El capitalismo “ha sido la base histórica sobre la cual se sustenta el patriarcado aún vigente”, afirma el cubano Mauricio Escuela, narrador, ensayista y profesor de Filosofía. Cuando se habla de machismo, expresa, “pocas veces quiere dársele al asunto el enfoque clasista que el fenómeno manifiesta desde tiempos inmemoriales”.

 

   El varón y la mujer “cumplen unos roles en la división del trabajo, que tributan hacia la existencia de un socioclasismo bien engranado, que se niega a desaparecer del horizonte humano, ya que se vende a sí mismo como natural, insoslayable, sagrado según más de una de las grandes religiones”.

   Escuela, nacido en Villa Clara, en 1988, licenciado en Periodismo, miembro de la Asociación Hermanos Saíz y profesor de Filosofía de la Universidad Central Marta Abreu de Las Villas, enfocó este tema en una nota en La Jiribilla, revista cubana de cultura, titulada “Cuando Goethe era un macho alfa”.

   La división desigual del trabajo entre el hombre y la mujer, sostiene, “fue una de las primeras acontecidas durante el traspaso del primitivo comunismo a la sociedad de explotación, y ha sido la base histórica sobre la cual se sustenta el patriarcado aún vigente. Como todo estamento o institución, tiene este un origen en la economía política del intercambio, esa que creció hasta transformarse en el posmoderno neoliberalismo”.

   Ya en los cuentos de “Las mil y una noches”-la recopilación de la época medieval sustentada en tradiciones de Medio Oriente- la mujer aparece como “cosa” a disposición del varón. “La novia y la esposa son eso para el dueño del harén, también en la mayoría de la literatura galante, aunque el amor romántico haya exaltado casi hasta la ridiculez la belleza física femenina, machismo este último, por cierto, mitificado, oculto, permitido”.

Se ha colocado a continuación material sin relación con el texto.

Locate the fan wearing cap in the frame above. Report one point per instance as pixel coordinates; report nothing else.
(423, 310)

   El ensayista expresa que hay actualmente en Cuba un proceso de selección laboral en el sector privado que se apoya en esta vieja inequidad. Las mujeres aspirantes a un trabajo, afirma, “deben cumplir con los requisitos de la mercancía (sana, bella, etc.), actuando así la institución por encima de la ley, la cosa por encima del ser, o sea, la historia en lugar de la idea feminista en boga, que no acaba de cuajar”.

   “Que un artista haga su carrera basada en la cosificación de las mujeres no debería extrañarnos”, afirma, pero advierte de inmediato que “el diccionario del machismo no solo alberga conceptos salidos de las canciones de reguetón, sino que ha sido el referente de más de una obra de arte, una sinfonía, una novela, un poema”.

   “El propio Goethe (Johan Wolfgang von Goethe, poeta, novelista, dramaturgo y científico alemán, 1749-1832, NDR), famoso por establecer al amor galante como tema central en Occidente, en su idealización de la mujer, la cosifica, la transforma en una caja de resonancia mitificada, sobre la cual sonar sus metáforas mejores”.

   El ensayista refiere en la nota a “Filosofía política del poder mediático”, del filósofo argentino José Pablo Feinmann, cuando hace notar “la existencia mediante el poder de los medios de una ‘culocracia’, que vino a sustituir la noción neoliberal de la democracia representativa”.